Quantum Meets the Minimum Circuit Size Problem

Ruizhe Zhang, The University of Texas at Austin

MCSP is a problem to compute the circuit complexity of Boolean functions. It is a fascinating problem in complexity theory — its hardness is mysterious, and a better understanding of its hardness can have surprising implications to many fields in computer science. In this talk, I will introduce the study of MCSP in the quantum settings.
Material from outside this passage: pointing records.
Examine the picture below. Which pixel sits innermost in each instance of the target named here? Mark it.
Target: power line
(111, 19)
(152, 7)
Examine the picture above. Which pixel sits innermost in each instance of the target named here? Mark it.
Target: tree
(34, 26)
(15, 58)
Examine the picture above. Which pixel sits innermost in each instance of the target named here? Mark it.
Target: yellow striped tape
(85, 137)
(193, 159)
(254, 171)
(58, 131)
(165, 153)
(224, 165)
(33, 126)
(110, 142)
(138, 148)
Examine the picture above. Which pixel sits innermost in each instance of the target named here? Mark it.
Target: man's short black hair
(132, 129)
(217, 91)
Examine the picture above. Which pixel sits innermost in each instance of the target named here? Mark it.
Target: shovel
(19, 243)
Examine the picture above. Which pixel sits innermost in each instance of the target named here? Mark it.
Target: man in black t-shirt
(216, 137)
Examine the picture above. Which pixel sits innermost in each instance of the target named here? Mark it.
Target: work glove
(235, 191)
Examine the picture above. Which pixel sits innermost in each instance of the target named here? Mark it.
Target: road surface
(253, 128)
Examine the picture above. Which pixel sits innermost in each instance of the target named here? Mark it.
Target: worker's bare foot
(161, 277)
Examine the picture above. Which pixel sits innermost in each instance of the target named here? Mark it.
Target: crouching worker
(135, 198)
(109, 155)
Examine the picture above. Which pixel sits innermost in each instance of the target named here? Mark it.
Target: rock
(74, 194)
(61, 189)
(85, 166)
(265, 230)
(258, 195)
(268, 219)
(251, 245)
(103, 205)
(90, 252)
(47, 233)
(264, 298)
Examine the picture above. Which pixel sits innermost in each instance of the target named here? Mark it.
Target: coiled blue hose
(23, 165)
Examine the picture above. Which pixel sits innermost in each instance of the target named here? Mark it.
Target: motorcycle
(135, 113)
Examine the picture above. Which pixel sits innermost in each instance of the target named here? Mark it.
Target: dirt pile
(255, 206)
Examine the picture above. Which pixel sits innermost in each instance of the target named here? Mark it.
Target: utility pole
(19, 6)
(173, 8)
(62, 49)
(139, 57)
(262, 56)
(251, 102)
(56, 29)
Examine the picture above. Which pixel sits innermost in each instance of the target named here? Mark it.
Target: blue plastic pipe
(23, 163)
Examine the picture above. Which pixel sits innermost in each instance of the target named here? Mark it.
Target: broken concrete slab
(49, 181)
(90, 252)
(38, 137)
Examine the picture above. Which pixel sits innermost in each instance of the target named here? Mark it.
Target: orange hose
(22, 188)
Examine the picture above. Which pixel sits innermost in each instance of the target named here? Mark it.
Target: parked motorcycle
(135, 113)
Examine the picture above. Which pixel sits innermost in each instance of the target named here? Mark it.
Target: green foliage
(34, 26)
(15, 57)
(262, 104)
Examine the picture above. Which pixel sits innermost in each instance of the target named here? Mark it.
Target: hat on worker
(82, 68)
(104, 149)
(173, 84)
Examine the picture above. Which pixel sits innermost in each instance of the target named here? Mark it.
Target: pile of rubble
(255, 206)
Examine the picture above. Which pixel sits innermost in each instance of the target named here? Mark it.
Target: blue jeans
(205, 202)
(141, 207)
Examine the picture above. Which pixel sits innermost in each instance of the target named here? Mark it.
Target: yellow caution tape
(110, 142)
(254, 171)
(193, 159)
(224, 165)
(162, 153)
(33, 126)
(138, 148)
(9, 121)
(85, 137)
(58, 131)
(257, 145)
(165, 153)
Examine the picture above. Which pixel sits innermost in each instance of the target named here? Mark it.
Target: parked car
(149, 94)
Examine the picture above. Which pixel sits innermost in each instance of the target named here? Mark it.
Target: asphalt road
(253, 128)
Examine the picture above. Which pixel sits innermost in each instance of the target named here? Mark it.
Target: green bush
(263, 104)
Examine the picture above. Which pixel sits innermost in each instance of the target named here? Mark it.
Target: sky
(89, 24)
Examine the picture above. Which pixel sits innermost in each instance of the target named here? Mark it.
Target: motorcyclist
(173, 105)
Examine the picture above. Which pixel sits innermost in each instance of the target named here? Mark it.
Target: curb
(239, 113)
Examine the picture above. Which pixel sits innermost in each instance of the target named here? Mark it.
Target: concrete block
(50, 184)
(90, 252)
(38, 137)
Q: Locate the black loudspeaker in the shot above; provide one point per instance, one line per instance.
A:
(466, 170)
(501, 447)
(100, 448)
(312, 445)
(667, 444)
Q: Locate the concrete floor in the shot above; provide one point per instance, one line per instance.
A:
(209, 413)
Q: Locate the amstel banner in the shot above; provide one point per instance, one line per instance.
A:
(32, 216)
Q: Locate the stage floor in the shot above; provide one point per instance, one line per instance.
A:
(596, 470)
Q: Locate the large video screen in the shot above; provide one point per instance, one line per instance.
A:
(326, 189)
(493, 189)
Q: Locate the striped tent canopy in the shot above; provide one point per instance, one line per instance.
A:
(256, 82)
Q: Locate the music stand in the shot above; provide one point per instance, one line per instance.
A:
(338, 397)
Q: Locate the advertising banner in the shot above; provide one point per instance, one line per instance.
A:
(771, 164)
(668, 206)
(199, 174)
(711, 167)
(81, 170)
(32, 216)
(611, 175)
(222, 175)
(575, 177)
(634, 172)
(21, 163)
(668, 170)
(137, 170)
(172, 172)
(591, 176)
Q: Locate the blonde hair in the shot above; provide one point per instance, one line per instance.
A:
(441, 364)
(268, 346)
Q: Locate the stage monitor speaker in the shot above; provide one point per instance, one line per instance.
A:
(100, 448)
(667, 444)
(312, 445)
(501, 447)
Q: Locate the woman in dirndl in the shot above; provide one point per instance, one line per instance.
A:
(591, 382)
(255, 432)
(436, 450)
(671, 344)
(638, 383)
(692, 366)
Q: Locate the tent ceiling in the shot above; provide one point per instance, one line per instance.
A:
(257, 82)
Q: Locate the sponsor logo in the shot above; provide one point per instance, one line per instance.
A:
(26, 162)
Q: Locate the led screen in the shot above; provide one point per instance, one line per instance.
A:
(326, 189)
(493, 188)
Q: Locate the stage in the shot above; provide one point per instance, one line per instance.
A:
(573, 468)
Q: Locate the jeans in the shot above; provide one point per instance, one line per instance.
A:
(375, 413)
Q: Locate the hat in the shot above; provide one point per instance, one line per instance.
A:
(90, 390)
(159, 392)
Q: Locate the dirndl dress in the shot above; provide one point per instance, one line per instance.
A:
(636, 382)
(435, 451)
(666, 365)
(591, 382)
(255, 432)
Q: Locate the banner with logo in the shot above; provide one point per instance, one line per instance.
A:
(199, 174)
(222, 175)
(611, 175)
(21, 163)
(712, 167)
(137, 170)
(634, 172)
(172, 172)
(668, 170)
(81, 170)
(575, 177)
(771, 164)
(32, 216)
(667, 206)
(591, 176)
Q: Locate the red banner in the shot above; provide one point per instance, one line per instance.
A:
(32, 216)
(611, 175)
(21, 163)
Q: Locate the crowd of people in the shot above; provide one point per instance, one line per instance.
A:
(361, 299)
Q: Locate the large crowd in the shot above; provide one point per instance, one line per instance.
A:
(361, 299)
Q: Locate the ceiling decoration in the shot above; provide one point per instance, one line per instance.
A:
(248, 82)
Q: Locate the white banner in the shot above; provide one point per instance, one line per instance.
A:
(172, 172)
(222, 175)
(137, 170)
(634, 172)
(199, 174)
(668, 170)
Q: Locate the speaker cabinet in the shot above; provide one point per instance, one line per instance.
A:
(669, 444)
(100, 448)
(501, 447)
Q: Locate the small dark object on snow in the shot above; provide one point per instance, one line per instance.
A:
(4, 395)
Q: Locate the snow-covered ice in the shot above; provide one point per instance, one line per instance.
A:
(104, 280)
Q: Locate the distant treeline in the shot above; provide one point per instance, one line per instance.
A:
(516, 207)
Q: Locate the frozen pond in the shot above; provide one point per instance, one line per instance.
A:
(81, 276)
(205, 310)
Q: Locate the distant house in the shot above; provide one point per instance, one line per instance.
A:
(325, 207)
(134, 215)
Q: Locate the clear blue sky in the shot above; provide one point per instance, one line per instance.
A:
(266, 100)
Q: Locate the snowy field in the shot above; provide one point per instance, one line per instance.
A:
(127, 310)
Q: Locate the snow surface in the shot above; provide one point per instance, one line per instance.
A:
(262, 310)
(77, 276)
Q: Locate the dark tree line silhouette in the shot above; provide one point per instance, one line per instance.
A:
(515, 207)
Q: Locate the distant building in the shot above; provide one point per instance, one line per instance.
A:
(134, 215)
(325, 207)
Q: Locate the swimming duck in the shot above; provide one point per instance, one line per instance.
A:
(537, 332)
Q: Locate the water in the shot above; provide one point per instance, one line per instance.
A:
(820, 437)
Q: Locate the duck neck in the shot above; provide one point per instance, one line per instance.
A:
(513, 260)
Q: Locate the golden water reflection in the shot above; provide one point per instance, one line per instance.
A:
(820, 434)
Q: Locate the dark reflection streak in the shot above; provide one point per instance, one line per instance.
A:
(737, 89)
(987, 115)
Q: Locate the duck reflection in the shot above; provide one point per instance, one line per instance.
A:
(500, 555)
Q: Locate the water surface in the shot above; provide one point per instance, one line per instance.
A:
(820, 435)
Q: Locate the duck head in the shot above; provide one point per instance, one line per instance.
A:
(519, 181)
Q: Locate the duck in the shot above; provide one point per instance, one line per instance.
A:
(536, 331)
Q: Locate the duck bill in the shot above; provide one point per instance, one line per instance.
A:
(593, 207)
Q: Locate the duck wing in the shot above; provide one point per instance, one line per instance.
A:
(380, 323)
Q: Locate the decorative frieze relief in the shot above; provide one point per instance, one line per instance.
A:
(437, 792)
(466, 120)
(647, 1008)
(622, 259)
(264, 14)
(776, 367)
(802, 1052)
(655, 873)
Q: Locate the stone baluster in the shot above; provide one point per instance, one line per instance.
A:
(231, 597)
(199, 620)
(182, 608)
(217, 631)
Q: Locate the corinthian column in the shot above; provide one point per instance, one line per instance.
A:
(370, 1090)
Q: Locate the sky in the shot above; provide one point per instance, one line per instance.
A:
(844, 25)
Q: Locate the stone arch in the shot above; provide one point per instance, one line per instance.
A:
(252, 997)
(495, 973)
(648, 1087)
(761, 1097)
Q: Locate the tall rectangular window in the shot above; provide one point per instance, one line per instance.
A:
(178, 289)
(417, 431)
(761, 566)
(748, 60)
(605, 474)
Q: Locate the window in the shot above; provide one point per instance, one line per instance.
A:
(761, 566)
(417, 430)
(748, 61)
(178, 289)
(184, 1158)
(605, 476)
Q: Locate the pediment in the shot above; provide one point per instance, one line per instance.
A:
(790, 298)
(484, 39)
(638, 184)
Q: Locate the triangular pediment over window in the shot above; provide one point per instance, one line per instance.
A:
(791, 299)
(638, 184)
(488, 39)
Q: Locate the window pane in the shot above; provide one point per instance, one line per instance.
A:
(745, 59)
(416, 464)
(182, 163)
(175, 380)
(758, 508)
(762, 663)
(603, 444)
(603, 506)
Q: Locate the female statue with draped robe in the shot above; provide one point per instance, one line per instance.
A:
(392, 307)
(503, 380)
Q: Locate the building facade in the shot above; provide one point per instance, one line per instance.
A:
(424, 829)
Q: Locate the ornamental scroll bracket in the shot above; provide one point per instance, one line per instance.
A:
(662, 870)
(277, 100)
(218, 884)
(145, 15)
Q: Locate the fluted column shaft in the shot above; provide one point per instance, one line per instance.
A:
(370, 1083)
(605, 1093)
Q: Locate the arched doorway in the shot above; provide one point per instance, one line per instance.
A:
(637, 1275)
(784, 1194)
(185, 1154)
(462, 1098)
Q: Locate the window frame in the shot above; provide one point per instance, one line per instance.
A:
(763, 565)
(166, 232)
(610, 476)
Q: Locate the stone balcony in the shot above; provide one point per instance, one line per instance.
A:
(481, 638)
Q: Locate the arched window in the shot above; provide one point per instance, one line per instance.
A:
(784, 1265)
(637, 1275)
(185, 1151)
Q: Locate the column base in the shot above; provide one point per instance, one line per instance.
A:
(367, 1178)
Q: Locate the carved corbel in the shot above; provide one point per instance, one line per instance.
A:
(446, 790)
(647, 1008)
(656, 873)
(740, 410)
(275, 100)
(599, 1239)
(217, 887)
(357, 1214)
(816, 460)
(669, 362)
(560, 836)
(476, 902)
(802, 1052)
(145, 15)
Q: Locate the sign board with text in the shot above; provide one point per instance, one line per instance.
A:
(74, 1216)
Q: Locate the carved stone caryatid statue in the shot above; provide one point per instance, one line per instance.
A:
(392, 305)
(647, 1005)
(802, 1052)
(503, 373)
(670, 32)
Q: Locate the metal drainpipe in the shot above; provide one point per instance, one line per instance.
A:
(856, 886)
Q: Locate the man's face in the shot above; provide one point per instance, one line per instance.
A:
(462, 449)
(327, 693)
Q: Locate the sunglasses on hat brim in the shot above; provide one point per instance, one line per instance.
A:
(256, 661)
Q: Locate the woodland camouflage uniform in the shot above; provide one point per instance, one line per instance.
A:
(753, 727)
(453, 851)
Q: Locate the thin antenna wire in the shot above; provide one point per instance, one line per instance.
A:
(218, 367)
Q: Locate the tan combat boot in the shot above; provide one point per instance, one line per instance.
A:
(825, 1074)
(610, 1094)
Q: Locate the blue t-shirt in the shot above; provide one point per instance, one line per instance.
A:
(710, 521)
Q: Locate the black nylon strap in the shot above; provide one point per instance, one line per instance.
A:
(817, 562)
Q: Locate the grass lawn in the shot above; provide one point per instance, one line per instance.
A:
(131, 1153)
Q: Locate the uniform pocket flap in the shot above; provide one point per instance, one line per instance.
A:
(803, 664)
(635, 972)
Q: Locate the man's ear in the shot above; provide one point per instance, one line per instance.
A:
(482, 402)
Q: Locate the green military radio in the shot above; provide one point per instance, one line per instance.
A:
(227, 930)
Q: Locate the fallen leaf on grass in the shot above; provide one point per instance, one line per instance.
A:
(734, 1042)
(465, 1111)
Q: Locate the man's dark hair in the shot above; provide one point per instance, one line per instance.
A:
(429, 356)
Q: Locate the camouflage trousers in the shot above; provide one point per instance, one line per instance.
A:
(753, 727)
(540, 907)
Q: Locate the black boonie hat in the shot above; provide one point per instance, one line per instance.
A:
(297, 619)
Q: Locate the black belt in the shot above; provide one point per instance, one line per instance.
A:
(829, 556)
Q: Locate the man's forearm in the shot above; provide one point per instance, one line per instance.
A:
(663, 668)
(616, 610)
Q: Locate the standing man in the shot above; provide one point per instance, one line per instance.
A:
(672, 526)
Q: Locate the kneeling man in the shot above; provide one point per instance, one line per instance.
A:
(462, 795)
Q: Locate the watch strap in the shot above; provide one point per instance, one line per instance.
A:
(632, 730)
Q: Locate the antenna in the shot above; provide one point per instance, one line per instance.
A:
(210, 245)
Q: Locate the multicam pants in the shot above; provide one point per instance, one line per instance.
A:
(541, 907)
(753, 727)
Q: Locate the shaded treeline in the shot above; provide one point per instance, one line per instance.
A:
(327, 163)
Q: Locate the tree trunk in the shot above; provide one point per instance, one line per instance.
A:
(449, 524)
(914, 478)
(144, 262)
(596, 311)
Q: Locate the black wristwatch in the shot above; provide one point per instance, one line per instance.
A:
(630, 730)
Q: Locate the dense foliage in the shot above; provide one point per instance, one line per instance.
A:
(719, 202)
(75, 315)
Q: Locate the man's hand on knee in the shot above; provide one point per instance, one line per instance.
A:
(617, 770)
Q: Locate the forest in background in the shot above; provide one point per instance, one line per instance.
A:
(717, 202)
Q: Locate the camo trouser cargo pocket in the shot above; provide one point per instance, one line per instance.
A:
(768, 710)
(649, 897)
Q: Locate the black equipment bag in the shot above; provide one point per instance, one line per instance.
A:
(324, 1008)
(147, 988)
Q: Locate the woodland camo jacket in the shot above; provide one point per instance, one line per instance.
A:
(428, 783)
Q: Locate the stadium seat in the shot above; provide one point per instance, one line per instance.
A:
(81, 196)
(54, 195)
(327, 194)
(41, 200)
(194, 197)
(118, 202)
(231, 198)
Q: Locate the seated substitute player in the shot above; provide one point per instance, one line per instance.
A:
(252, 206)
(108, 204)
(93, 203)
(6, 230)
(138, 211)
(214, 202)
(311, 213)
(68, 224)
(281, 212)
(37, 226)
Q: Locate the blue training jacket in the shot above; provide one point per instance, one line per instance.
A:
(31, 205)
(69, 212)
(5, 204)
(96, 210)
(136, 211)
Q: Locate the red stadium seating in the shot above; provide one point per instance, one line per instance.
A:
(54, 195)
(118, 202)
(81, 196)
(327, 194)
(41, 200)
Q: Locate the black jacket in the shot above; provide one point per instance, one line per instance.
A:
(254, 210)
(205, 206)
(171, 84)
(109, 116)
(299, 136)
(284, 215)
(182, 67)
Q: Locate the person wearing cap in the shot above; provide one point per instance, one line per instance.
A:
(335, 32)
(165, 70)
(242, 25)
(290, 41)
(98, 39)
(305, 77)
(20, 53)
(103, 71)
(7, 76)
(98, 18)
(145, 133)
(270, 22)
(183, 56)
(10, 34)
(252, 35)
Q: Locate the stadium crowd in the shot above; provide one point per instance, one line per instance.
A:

I will first define and investigate the basic complexity-theoretic properties of minimum quantum circuit size problems for Boolean functions, and systematically generalize results known for classical MCSP to the quantum setting (including quantum cryptography, quantum learning theory, quantum circuit lower bounds, and quantum fine-grained complexity). Next, I will introduce the minimum quantum circuit size problems for quantum objects (unitaries and quantum states), which have some reductions that are not known for classical MCSP, e.g., search-to-decision reduction and self-reduction. They also have some connections to tomography and quantum gravity. Due to the fundamental differences between classical and quantum circuits, most of our results require extra care and reveal properties and phenomena unique to the quantum setting.

This is joint work with Nai-Hui Chia, Chi-Ning Chou, and Jiayu Zhang (arXiv:2108.03171).